«Truffa degli specchietti»: i carabinieri di Salò fermano due ventenni

Le due persone denunciate simulavano un urto lanciando un sasso contro la carrozzeria di un'auto in corsa. Poi obbligavano il conducente a farsi pagare i "finti" danni senza fare la constatazione amichevole

La conferenza stampa dei Cc di Salò (fonte: Teletutto)

I carabinieri della compagnia di Salò hanno fermato un 27enne e un 26enne, entrambi senza fissa dimora, con l'accusa di aver truffato almeno tre persone con la "truffa degli specchietti".

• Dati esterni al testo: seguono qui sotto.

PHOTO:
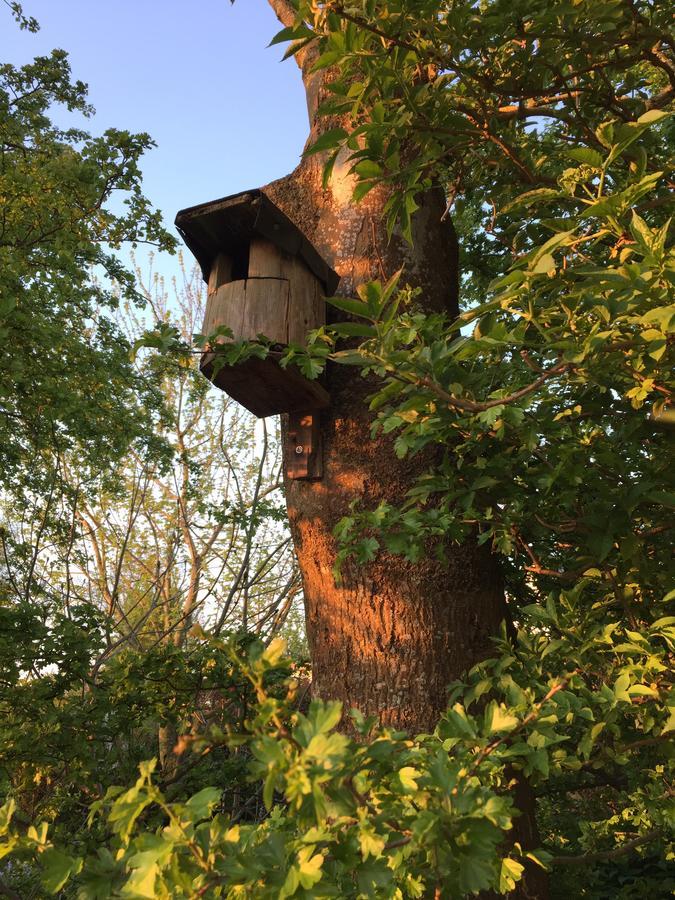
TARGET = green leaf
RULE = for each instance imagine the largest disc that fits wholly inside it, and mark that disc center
(511, 872)
(57, 868)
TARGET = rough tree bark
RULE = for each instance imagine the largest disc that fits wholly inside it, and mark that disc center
(393, 634)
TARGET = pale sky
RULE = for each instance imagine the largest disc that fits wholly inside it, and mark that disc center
(226, 113)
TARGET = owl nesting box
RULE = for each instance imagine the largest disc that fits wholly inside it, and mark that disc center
(264, 277)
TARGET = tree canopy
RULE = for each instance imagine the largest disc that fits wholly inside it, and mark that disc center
(549, 403)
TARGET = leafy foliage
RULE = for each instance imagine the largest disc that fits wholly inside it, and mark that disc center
(66, 380)
(550, 401)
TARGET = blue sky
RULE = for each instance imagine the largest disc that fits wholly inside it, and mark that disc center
(225, 112)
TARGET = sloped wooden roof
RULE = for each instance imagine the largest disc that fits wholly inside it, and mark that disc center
(227, 225)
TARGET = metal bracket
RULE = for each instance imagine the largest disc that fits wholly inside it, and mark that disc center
(304, 446)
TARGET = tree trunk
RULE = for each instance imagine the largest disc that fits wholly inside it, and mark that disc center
(393, 634)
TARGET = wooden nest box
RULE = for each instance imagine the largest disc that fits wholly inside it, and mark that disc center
(264, 277)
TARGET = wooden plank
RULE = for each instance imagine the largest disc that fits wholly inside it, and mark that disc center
(266, 389)
(266, 310)
(266, 260)
(250, 307)
(304, 456)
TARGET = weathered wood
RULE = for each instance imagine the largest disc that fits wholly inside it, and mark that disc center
(304, 458)
(221, 272)
(266, 260)
(284, 309)
(281, 299)
(264, 388)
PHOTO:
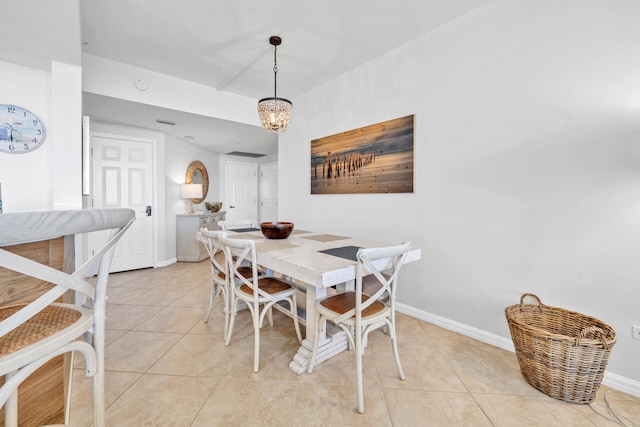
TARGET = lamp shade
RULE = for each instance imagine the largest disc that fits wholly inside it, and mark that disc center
(191, 191)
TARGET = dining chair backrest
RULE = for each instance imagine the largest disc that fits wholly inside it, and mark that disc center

Il metodo è semplice. Andando in macchina, lanciavano un sasso contro la carrozzeria di un'auto che passava di fianco simulando un urto. Una volta scesi dall'auto per controllare il danno sulla propria auto - già precedentemente ammaccata, o con uno specchietto rotto - iniziavano ad aggredire l'ignaro conducente intimandolo a sistemare tutto sul posto senza passare per le assicurazioni. Spesso, i due malviventi, sceglievano un anziano come vittima in modo che fosse più facile da raggirare.

Le truffe sono state smascherate grazie alla denuncia di una delle vittime,  che - insospettito dall'insistenza dei due - prima che se ne andassero è riuscito ha prendere la targa  dell'Alfa Romeo 147 blu sulla quale viaggiavano, per poi andare dai carabinieri a raccontare quanto accaduto.